On her feet, she hardly reached Marianne’s cheekbone. Yet she extended a hand, placed it on Marianne’s cheek, as comforting as a mother. “You do your best for us. Every meal, every day. Thank you for that, Mrs. Redfern.”
Marianne’s eyes watered. She squeezed them closed. “It’s not enough.”
“Not enough for what? Not enough for a cook to feed everyone at an academy?”
Not enough for me to be proud of myself. Not enough to go home.
Because she couldn’t go home until she did so in triumph. And that was the one thing she could never feel until she did return. Until she felt forgiven herself. You’re not the only one who had losses, Jack had told her, and she’d been the cause of them.

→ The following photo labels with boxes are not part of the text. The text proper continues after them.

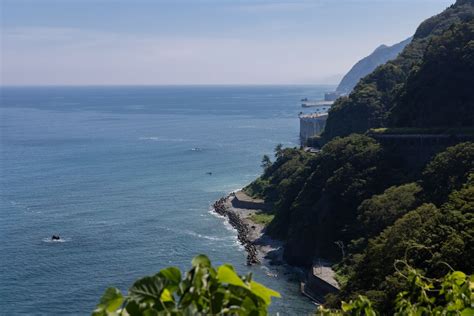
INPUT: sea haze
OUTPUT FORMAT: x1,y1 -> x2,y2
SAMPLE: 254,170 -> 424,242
0,86 -> 333,315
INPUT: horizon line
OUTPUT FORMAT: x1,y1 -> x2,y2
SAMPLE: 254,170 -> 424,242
0,83 -> 338,88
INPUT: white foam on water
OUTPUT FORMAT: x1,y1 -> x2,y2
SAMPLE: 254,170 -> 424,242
43,237 -> 72,244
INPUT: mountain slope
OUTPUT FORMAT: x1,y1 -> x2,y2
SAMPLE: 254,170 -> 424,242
336,37 -> 412,94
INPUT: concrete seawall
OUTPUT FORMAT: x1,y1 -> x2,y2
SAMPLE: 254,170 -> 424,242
232,191 -> 272,211
300,113 -> 328,145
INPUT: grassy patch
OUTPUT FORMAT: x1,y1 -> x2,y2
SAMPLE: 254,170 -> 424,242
249,211 -> 275,226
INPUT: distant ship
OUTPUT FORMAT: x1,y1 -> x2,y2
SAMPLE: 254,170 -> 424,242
301,98 -> 334,108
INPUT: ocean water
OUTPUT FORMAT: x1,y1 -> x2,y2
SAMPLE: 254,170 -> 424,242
0,86 -> 331,315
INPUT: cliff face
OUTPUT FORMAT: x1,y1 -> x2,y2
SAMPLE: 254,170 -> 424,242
336,37 -> 412,94
322,0 -> 474,142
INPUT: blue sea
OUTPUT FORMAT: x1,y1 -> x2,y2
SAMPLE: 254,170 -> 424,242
0,86 -> 333,315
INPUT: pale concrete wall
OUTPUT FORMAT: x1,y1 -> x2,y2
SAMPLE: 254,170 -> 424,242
300,115 -> 327,144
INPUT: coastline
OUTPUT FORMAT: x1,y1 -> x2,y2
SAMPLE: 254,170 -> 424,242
213,190 -> 339,305
213,190 -> 283,265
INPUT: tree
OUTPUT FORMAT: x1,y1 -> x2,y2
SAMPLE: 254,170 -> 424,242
275,144 -> 283,159
358,183 -> 421,236
422,142 -> 474,205
260,155 -> 272,170
316,270 -> 474,316
92,255 -> 280,316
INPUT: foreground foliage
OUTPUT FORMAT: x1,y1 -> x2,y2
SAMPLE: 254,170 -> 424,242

Mrs. Brodie stepped away. Marianne heard the rattle of the older woman’s lamp. She opened her eyes to see the headmistress, aglow with light from the lamp she held. “You are an exceptional young lady.”
Marianne dashed at her eyes. “It’s in the name of the academy. They all are.”

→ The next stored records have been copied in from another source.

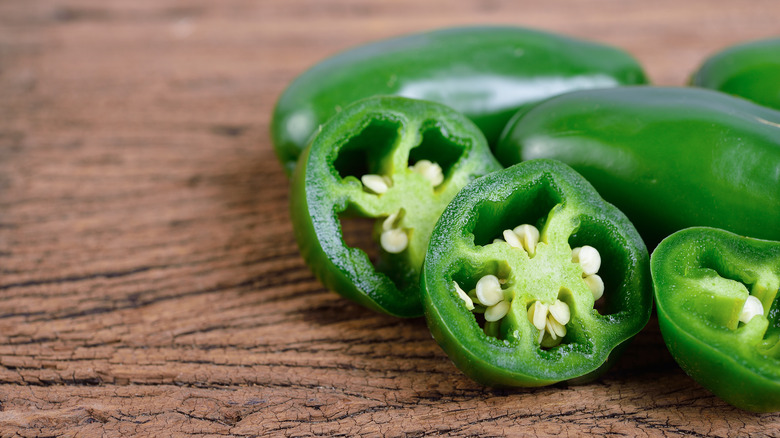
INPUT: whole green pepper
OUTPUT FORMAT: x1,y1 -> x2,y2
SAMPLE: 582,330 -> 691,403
290,97 -> 501,317
496,87 -> 780,246
651,228 -> 780,412
691,38 -> 780,109
422,160 -> 652,386
271,27 -> 646,172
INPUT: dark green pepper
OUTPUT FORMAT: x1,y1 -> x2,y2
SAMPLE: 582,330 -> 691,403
651,228 -> 780,412
422,160 -> 652,386
290,97 -> 501,317
691,38 -> 780,109
496,87 -> 780,246
271,27 -> 646,172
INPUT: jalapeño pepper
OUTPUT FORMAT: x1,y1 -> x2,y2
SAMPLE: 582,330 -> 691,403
651,227 -> 780,412
496,87 -> 780,246
691,38 -> 780,109
290,97 -> 501,317
271,27 -> 646,172
422,160 -> 652,386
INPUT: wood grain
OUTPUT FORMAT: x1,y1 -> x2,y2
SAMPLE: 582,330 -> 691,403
0,0 -> 780,437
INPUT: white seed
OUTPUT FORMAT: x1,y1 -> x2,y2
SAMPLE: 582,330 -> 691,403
544,316 -> 558,341
485,301 -> 509,322
477,274 -> 504,307
528,301 -> 548,331
582,274 -> 604,301
409,160 -> 444,187
571,245 -> 601,277
549,300 -> 571,325
512,224 -> 539,255
504,230 -> 523,249
547,315 -> 566,339
379,228 -> 409,254
739,295 -> 764,324
360,174 -> 391,195
452,281 -> 474,310
382,208 -> 401,231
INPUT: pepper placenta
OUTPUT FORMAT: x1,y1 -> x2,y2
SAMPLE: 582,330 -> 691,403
651,227 -> 780,412
496,87 -> 780,246
691,38 -> 780,109
271,27 -> 646,172
422,160 -> 652,386
290,97 -> 501,317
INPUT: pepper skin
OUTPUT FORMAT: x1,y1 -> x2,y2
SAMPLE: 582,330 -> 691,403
271,27 -> 646,172
290,97 -> 501,317
691,38 -> 780,109
650,227 -> 780,412
422,160 -> 652,386
496,87 -> 780,247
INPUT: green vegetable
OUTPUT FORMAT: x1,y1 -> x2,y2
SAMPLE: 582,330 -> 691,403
496,87 -> 780,246
422,160 -> 652,386
691,38 -> 780,109
651,228 -> 780,412
271,27 -> 646,172
290,97 -> 501,317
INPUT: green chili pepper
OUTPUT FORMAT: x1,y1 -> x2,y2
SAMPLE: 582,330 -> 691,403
271,27 -> 646,172
651,227 -> 780,412
496,87 -> 780,246
290,97 -> 501,317
422,160 -> 652,386
691,38 -> 780,109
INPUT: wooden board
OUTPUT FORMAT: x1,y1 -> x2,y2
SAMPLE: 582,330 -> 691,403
0,0 -> 780,437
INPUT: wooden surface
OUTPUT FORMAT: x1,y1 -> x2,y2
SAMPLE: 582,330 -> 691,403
0,0 -> 780,436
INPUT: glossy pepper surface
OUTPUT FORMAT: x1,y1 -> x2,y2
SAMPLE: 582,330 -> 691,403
271,27 -> 646,175
496,87 -> 780,246
290,97 -> 501,317
651,227 -> 780,412
691,38 -> 780,109
422,160 -> 652,386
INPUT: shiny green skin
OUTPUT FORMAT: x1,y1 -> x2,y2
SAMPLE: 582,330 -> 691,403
290,97 -> 501,317
496,87 -> 780,247
271,27 -> 646,172
422,160 -> 652,387
691,38 -> 780,109
650,227 -> 780,412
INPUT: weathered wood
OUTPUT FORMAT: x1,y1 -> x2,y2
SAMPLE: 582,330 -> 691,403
0,0 -> 780,437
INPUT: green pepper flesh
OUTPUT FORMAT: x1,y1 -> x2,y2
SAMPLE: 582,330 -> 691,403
422,160 -> 652,386
651,227 -> 780,412
290,97 -> 500,317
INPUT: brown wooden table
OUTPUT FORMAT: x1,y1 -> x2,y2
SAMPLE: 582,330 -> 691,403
0,0 -> 780,436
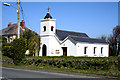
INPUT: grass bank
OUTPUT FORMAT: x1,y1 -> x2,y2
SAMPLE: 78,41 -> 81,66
2,56 -> 120,77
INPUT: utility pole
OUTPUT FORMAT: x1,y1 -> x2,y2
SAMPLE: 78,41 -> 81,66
17,0 -> 20,39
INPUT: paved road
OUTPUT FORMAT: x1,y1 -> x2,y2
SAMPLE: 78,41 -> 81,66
2,67 -> 115,80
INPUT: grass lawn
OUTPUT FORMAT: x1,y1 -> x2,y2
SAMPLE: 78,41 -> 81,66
2,61 -> 120,77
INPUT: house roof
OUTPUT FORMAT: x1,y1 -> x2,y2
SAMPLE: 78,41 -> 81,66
70,36 -> 107,44
56,29 -> 88,41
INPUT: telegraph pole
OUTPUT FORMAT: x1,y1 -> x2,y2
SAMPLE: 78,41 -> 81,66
17,0 -> 20,38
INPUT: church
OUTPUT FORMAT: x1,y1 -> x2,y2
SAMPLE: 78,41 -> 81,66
39,10 -> 109,57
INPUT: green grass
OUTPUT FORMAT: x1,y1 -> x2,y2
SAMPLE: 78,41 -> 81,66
2,56 -> 120,77
2,64 -> 120,77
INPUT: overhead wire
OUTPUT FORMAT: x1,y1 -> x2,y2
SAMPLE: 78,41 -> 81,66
20,1 -> 31,27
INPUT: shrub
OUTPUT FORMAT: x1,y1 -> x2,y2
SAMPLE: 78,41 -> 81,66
10,38 -> 27,63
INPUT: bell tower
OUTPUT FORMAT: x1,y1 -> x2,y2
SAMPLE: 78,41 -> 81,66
39,8 -> 56,56
40,8 -> 56,36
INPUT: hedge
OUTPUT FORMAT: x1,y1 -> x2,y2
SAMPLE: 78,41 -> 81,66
21,58 -> 119,70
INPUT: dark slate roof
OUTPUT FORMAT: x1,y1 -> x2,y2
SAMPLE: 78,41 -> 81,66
56,29 -> 88,41
56,29 -> 107,44
0,23 -> 37,35
44,13 -> 52,19
70,36 -> 107,44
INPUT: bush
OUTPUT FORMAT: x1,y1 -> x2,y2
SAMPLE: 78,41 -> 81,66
2,38 -> 27,64
11,38 -> 27,63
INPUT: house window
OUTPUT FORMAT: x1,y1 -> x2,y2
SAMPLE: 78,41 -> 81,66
51,26 -> 54,31
94,47 -> 96,54
56,50 -> 60,54
43,26 -> 46,31
84,47 -> 87,54
101,47 -> 103,54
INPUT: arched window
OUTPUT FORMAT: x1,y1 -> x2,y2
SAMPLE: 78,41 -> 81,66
43,26 -> 46,31
51,26 -> 54,31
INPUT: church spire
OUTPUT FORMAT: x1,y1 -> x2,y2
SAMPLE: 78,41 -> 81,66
47,6 -> 50,13
44,7 -> 52,19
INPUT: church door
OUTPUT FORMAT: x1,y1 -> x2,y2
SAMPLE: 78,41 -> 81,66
42,44 -> 47,56
62,47 -> 67,56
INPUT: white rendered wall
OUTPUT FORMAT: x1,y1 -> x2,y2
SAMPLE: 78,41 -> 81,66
76,43 -> 109,57
39,36 -> 63,56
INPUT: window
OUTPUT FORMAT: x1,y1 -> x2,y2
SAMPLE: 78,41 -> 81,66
43,26 -> 46,31
51,26 -> 54,31
94,47 -> 96,54
84,47 -> 87,54
101,47 -> 103,54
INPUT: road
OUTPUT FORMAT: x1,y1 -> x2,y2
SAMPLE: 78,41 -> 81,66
2,67 -> 115,80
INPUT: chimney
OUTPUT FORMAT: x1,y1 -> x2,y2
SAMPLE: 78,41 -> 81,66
20,20 -> 25,29
8,22 -> 12,27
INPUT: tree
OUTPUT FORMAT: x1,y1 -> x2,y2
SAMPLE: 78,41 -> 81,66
2,38 -> 27,64
22,30 -> 41,56
11,38 -> 27,62
98,35 -> 107,41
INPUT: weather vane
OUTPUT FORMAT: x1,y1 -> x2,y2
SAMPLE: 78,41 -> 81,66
47,6 -> 50,12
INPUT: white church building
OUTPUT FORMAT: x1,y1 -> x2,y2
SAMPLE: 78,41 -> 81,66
39,11 -> 109,57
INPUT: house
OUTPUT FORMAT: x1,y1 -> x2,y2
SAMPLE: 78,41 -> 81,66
39,10 -> 109,57
0,20 -> 40,56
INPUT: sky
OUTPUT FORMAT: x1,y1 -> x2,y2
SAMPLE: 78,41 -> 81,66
2,2 -> 118,38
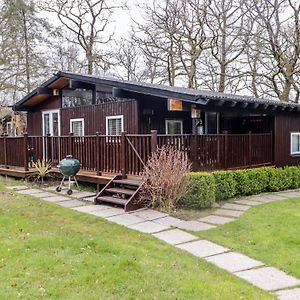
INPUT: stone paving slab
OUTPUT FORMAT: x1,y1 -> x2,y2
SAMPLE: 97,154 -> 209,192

“Yes, they all are. There is no such thing as an ordinary young lady, because each is a human entirely unique.” The older woman tipped her head, as lovely as a Madonna painting. “And that includes you. Don’t you think your kitchenmaid always knew that? Not the newest ones, but the erstwhile Mr. Grahame?”
Each is a human entirely unique. The simple sentence, spoken with calm, struck Marianne like a thunderbolt.
She’d faulted Jack for placing his family’s needs above her, hadn’t she? Even though she knew they didn’t balance. She was just one person, and they were many. But it wasn’t a matter of mathematics or weight. It was a matter of people, and each was worthy.
To Jack, Marianne was. That was why he’d come to London—when he’d thought maybe, just maybe, she’d think him worthy of her.
And she’d sent him away. Just as she had cut herself off from her own family, all because of her own anger and humiliation.
“I’m not proud of what I’ve become,” Marianne said in a choked voice.